Test Data Generation

test-data-generation250x250There are many areas of application development and implementation where data plays a significant role. When you’re building and testing your application, you’ll invariably hit the question of where to get good data (and by that, I also mean bad data) in sufficient volume that will allow you to test both the functionality of your application and its ability to adequately handle your anticipated volume of data in a timely manner.

In this article, we’ll take a look at the challenges faced, and the different techniques that are employed for provisioning data for both development and testing purposes. We’ll also take a look at the auto-generation of test data and how this can help.

There are a number of solutions to acquiring test data including, but not limited to, the following: –

  • Use production data
  • Use obfuscated production data
  • Use existing test data
  • Create new test data that is specifically for testing your application
  • Auto-generate test data

You may  be looking to use a number of these techniques, depending on where you are in the life cycle of your project.

Production Data

In the most part, the use of production data should be a non-starter.

As convenient as it may seem, there are some good reason why you should not do this. The exception to this rule may be when your application enters the User Acceptance Testing (UAT) phase and where your users may want to test and accept your product using real data. You should, however, exercise great caution when doing this, so that your data and third-parties are protected.

There will, of course, be some strong cases put forward as to why you need to use production data during both your development and testing phases. Data migration may be one of the scenarios where the case for this is strongly argued. Whatever decision you take, you should exercise extreme caution and afford this test data all of the luxuries that you would to your real production data.

Reasons not to use Production Data

Here are just some of the reasons why you may want to reconsider your plan to use your production data during your development and testing phases.

  • Data Protection

Your development and test systems are unlikely to come under the same scrutiny or have the same protection as your production systems.

A number of recent and high-profile losses of data by Software as a Service (SaaS) vendors have not been cause by their production servers being hacked. They have been caused by the penetration of lesser-protected systems; which just happened to have a copy of production data.

  • Data Privacy

Your data is confidential. Should your developers and testers have access to this data? Do you allow them this privilege to your real production data?

  • Unforeseen Consequences

What unforeseen consequences may result from your use of production data? Will you inadvertently send test Emails to your customers during the testing of your application’s Email functionality?

Obfuscated Production Data

Obfuscated production data is exactly how it sounds. It is still your production data; however, it has now been obfuscated, usually de-personalising the data in some way. Is this good enough? Often, not.

It takes a lot of effort to obfuscate data, so this often results in poor obfuscation. Some values may be so lightly obfuscated that you can easily determine the original data, whilst other values may simple be removed, or replaced with garbage. These latter obfuscations may be good for your negative testing; however, they are of little use for anything else.

There are techniques that you can employ to successfully obfuscate production data and there is software available to help you do this. One of these techniques is to combine production data with auto-generated data. We discuss auto-generated data, later in this article.

Existing Test Data

Using existing test data would seem to be your natural choice.

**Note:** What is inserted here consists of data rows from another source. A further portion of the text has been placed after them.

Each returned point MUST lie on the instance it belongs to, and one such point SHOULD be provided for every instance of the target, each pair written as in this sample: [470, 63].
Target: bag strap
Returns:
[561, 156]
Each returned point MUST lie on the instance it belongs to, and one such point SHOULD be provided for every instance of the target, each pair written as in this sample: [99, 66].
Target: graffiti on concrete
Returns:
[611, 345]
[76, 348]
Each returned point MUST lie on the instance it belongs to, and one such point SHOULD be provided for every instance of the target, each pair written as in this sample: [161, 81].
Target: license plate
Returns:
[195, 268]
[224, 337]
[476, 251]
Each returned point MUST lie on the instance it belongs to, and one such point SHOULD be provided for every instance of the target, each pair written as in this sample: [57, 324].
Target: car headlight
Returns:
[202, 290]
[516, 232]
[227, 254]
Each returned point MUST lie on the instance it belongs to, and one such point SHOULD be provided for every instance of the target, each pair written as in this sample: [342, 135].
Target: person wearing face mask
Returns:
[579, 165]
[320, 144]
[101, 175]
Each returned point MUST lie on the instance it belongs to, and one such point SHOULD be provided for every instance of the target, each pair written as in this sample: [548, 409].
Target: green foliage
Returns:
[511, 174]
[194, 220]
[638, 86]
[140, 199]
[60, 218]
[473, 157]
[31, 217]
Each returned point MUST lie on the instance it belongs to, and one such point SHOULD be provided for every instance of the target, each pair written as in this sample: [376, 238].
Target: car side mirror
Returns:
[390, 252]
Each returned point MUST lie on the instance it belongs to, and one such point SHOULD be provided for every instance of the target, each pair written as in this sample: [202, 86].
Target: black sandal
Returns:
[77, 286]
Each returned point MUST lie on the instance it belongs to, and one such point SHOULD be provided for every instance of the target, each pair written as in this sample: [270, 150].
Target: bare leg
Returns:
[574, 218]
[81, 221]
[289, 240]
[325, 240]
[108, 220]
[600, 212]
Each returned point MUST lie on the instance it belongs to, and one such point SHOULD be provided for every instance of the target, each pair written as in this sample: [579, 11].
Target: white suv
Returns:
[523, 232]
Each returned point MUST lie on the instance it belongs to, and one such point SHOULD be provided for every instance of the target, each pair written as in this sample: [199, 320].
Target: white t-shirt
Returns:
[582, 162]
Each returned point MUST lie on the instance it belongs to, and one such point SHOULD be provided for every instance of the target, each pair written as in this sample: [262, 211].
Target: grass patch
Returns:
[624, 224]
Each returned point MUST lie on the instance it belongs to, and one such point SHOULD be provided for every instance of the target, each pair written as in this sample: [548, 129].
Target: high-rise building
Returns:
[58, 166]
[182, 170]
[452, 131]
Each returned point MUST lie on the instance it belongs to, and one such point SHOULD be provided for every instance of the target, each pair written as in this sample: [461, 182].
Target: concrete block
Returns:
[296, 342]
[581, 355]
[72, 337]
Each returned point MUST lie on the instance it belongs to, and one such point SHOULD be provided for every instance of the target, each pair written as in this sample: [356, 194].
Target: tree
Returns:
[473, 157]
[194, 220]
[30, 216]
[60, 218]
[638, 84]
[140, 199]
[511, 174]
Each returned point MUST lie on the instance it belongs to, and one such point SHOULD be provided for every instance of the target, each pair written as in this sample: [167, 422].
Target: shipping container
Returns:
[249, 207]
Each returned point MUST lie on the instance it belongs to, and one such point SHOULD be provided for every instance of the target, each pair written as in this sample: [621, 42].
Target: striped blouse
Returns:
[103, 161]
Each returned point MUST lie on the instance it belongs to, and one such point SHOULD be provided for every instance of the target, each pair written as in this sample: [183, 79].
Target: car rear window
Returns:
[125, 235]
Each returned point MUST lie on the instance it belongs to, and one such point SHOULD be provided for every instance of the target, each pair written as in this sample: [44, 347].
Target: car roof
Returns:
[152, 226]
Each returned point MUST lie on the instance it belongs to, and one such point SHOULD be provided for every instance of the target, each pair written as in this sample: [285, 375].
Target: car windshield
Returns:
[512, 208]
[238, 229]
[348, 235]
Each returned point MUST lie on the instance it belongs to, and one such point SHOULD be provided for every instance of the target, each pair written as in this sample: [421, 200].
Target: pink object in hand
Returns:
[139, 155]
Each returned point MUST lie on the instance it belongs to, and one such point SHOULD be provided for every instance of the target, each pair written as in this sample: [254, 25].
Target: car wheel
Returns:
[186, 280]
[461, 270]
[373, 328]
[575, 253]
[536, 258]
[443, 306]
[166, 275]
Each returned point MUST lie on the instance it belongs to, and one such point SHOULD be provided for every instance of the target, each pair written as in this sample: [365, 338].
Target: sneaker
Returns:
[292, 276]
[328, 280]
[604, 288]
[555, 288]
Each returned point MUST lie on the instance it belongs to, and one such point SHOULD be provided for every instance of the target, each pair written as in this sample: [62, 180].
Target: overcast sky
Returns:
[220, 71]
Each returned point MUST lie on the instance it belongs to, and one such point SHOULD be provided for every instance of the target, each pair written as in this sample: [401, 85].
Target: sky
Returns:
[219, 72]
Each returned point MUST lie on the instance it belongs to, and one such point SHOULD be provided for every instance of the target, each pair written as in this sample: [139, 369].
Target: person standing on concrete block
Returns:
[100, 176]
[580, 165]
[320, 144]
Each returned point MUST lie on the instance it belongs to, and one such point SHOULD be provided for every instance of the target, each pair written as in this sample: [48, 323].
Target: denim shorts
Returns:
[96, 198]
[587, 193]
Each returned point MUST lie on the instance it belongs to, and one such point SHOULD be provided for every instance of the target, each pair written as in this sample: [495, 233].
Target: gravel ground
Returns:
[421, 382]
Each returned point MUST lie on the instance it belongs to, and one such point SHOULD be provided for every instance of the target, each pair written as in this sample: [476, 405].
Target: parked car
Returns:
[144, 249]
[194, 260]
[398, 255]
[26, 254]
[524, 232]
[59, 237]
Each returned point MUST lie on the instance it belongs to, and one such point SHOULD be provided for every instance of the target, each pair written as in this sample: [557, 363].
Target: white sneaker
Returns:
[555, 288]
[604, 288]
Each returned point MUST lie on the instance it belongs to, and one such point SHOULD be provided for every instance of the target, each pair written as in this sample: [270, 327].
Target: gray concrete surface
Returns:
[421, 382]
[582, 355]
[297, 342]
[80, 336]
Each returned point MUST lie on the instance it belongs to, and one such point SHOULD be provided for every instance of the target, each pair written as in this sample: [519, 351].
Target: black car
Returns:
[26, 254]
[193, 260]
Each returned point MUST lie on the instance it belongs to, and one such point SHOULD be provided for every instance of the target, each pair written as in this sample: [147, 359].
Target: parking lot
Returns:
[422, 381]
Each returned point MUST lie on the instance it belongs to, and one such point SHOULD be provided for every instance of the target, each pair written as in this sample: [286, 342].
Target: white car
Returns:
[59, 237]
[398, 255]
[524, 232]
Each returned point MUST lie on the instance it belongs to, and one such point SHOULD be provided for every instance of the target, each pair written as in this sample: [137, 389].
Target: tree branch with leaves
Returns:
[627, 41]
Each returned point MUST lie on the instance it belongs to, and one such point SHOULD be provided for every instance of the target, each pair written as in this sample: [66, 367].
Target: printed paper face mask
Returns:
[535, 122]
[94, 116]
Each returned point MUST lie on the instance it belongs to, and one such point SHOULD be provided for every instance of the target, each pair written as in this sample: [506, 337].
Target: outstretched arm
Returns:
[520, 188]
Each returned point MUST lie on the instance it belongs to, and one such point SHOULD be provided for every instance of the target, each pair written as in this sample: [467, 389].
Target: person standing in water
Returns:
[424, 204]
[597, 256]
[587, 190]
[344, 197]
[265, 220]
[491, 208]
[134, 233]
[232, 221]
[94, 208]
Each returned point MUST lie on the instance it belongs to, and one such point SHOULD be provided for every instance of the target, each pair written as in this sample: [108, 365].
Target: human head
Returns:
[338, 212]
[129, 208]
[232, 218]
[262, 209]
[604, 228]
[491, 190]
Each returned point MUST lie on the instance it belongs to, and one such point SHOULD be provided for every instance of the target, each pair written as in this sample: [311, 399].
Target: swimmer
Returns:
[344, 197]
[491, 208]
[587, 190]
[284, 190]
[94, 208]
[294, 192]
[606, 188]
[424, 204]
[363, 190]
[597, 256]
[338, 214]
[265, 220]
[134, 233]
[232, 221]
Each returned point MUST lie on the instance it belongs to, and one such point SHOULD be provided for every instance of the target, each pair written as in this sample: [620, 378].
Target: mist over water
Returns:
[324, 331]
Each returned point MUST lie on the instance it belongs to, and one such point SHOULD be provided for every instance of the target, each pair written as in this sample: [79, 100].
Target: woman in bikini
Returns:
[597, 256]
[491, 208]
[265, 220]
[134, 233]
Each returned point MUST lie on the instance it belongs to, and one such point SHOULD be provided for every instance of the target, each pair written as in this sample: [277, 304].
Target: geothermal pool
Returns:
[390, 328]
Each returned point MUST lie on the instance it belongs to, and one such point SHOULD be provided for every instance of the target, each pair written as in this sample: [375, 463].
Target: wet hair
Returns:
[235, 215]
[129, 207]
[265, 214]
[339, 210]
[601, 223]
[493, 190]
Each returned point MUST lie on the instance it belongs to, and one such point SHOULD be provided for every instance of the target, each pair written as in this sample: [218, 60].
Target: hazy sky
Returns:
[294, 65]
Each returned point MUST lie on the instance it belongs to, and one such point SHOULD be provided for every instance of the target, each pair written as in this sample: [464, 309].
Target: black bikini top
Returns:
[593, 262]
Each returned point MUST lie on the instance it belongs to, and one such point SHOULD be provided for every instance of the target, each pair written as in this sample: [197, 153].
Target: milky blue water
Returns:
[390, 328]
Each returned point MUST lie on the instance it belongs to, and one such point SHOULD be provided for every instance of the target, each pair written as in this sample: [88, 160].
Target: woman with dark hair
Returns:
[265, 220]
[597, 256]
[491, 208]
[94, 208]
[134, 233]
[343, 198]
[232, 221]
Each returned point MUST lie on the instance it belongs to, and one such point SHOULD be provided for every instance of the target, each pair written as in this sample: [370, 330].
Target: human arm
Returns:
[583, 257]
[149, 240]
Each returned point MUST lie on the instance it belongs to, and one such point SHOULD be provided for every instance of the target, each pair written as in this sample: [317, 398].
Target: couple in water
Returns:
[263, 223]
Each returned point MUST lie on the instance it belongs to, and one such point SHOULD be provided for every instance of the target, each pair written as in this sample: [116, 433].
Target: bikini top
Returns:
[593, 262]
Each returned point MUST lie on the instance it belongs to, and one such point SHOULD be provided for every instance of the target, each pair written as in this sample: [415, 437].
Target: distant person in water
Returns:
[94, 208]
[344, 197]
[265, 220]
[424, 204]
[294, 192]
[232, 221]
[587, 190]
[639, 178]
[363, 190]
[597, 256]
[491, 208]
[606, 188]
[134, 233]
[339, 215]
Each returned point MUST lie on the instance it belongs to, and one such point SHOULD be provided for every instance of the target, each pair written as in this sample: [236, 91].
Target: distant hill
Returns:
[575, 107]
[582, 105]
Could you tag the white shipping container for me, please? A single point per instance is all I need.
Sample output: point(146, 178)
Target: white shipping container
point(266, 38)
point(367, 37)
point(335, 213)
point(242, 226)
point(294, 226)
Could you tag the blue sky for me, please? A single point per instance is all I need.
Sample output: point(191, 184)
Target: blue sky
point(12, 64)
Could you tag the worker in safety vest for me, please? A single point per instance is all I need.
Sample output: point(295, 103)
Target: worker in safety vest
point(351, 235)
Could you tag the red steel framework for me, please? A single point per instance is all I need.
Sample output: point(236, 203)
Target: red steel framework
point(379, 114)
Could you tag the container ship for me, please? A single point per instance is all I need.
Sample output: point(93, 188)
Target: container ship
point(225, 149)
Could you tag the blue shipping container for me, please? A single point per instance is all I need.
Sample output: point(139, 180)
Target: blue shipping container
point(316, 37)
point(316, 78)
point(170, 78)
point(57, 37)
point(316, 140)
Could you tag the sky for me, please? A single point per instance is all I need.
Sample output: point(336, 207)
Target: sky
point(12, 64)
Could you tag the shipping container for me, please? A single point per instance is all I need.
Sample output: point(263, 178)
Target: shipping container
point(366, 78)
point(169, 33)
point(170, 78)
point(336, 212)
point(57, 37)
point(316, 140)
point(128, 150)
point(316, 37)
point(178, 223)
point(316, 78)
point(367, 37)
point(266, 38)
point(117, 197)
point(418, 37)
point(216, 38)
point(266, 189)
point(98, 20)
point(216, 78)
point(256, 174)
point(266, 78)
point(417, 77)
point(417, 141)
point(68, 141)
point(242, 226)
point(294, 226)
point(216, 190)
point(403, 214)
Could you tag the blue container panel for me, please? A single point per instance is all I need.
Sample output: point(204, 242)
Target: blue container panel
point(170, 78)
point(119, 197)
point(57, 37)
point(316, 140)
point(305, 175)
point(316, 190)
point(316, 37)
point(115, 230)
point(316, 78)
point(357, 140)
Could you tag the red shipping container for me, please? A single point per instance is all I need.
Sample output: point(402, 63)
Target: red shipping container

You’re interfacing with a system where your organisation already has a designated test system, with carefully crafted test data that meets all of the use-cases that could be expected.

Unfortunately, people are not very good at creating test data. This usually manifests itself in some or all of the following: –

  • Low quality data
  • Low volume data
  • Low entropy
  • Real data (again)

Create new Test Data

So, finally, you’ve come to the conclusion that one of your team has to start manually entering data in to a test system; it’s a job that no one wants to do. You need some data for testing your application during your development and testing phases. You’ve agreed with the business that you’ll be using production data for UAT and you’ll take all of the necessary precautions; however, you still need to get through the next few months.

Hopefully, you’ll get some good quality data; however, you’ll be faced with many of the problems that you saw with the organisation’s existing test data.

I’m sure that David Beckham (real data) will be surprised at how many times he has featured in test data sets, along with a host of other celebrities. I have even seen celebrity names used, as test data, in a context that they would be more than disappointed to see.

You will also struggle to see some of your data move through it’s full life cycle. It is sometimes insufficient to simply enter your data. Data often has a life cycle that extends beyond this initial entry, and it is often difficult to complete this.

It will, of course, be an insurmountable task to create anything but the most trivial of data volume.

Auto-generate Test Data

The Auto-generation of data is an underutilised method for creating both high quality and volume data. You can use auto-generation for both anonymisation, and for generating data in volume.

A simple example of anonymisation, is people’s names. If you have a pool of 100 common male first names, 100 female first names and 100 last names, then you can generate up to 20,000 unique names that can form part of your test data set. You can then use this generated data in isolation, with other generated data, or you could combine it with other data including production data. Remember that, if you’re combining this data with production data, it is likely that there will be other values that you will also need to anonymise.

There is a difference between generating data that appears realistic, as opposed to generating data that is realistic.

With people’s names, for example, you will always be able to generate realistic names; but how would this work for other values such as Email Addresses, Postal Addresses and Telephone Numbers? One important factor is that your generated values may need to pass your application’s input validation, so, if you’re generating telephone numbers, then they should have the appearance of telephone numbers.

Sometimes you will, of course, generate values that are, coincidentally, valid. As they say in films – “The story, all names, characters, and incidents portrayed in this production are fictitious. No identification with actual persons, places, buildings, and products is intended or should be inferred“.

Other data types may be generated, including Dates and Numbers. You may want to specify upper and lower limits, and also provide algorithms should you require data hotspots – if you have a customer database whose average age is between 25 and 40, you may chose to encourage your dates of birth to be between those ranges.

You may have dependencies in your generated data. If the Country is “USA“, then you may want the State to be from the list of real State names.

You may choose to introduce a percentage of invalid data. Either missing data, or data that is of an invalid format.

All of these choices are dependent on your own specific testing requirements.